A former employee used to bring in the most fantastic fudge each year for Christmas. She'd bring in two kinds: peanut butter and chocolate. Her fudge was the smoothest, mellowest, meltiest fudge I've ever had. She said the secret was something about stirring...?
I can't remember her secret, but this year I'm attempting to make fudge. I want sweet, smooth, melty fudge--NOT gritty, grainy, too-sweet, hard-as-rock-candy-like fudge.
What's YOUR secret?
OK, I know some of you are fudge purists and want to do it the tried and true way. But Cooks Illustrated (this month) has a super-easy super-fast recipe for fudge that is no-fail and delicious. My sis-in-law tells me that it's pretty similar to the one on the Eagle Condensed Milk can.
Only ingredients are(please check amounts before making, since this is from memory):
One 14 oz. can sweetened condensed milk
18 oz. chocolate (chopped fine)- use mixture of unsweetened and sweetened, to taste
1/4 teaspoon baking soda
1/4 teaspoon salt
1 tablespoon vanilla
Mix chocolate with baking soda and salt. Add sweetened condensed milk and vanilla. Melt in bowl over boiling water (or in double-boiler) until mostly melted (still chunky). Take off heat and keep stirring until smooth. Put in greased baking pan and cool in fridge for 2 hours.
They have PB and Rocky Road variations, and my sis-in-law does a peppermint stick variation.
Good, smooth, very rich. Takes all of 10 minutes, plus time in fridge.
Check Cooks Illustrated for the correct recipe!
Agree with Rainey. Not stirring or even bumping the pan until the mixture reaches 110 degrees is the key to not growing large sugar crystals. Then, at 110 degrees, start beating like crazy and do not let up until the mixture loses its gloss and holds its shape when a dollop is dropped onto a flat surface. Immediately pour or press into the buttered pan.
Some people swear by kneading the mixture by hand before pressing it into the pan, for a velvety, creamy texture. I use this technique when I haver overbeaten and the mixture is too stiff. Saves my fudge every time, and it does make the fudge super-velvety.
Mmmm. The pumpkin fudge that's in the kitchen upstairs is calling to me!

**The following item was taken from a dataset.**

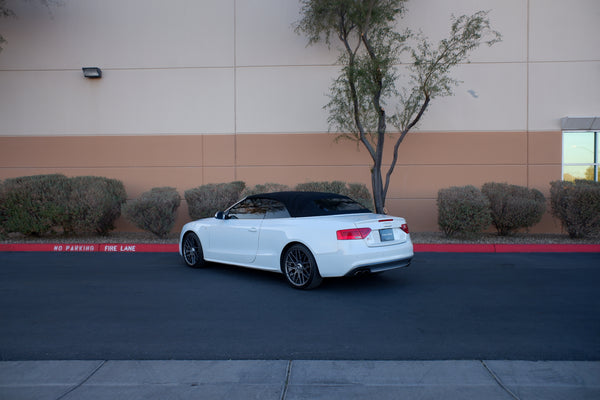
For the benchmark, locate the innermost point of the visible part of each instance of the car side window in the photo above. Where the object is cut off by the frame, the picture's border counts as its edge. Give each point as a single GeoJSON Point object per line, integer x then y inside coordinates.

I agree with all of the above -- I just leave the candy thermometer in and set the pan on the back of the stove until it cools to 110. Then beat it like crazy. There's really no other way. Also, it may be obvious, but using half-and-half instead of milk will give you richer, creamier fudge.
There's really nothing quite like traditional homemade fudge. Store-bought fudge, even very good store-bought fudge, never has quite the right (to me, anyway) texture.
It takes practice and experience, though, because a lot of things will affect candy making, including the weather. I have a recipe for walnuts coated with a orange fondant glaze that I've made many times and it always worked perfectly. Then I tried to make the same recipe using Meyer lemon juice instead of orange and macadamia nuts instead of walnuts, and all three times I attempted it, the candy never set (it did, however, make really yummy confections that had a soft-caramel texture). I think it must have been the higher fat content of the macadamias.
re: Ruth Lafler
1 1/2 cups sugar
1/2 cup orange juice (I've always used fresh squeezed, since I need an orange for the orange peel anyway)
1 tsp. grated orange peel
1/2 tsp. vanilla
3 cups walnut halves
Line a baking sheet with wax paper (or parchment, or use a silpat). Combine sugar and orange juice in a heavy sauce pan and cook to the soft ball stage (240 degrees). Remove from heat and add orange peel, vanilla and walnuts. Stir until syrup starts to thicken and looks cloudy. Quickly turn the nuts onto the prepared baking sheet and spread into a single layer. Let cool. When completely cool, break apart and store in a container with a tight-fitting lid, preferably in the fridge or freezer (I leave them at room temp., but my house is pretty cool and dry).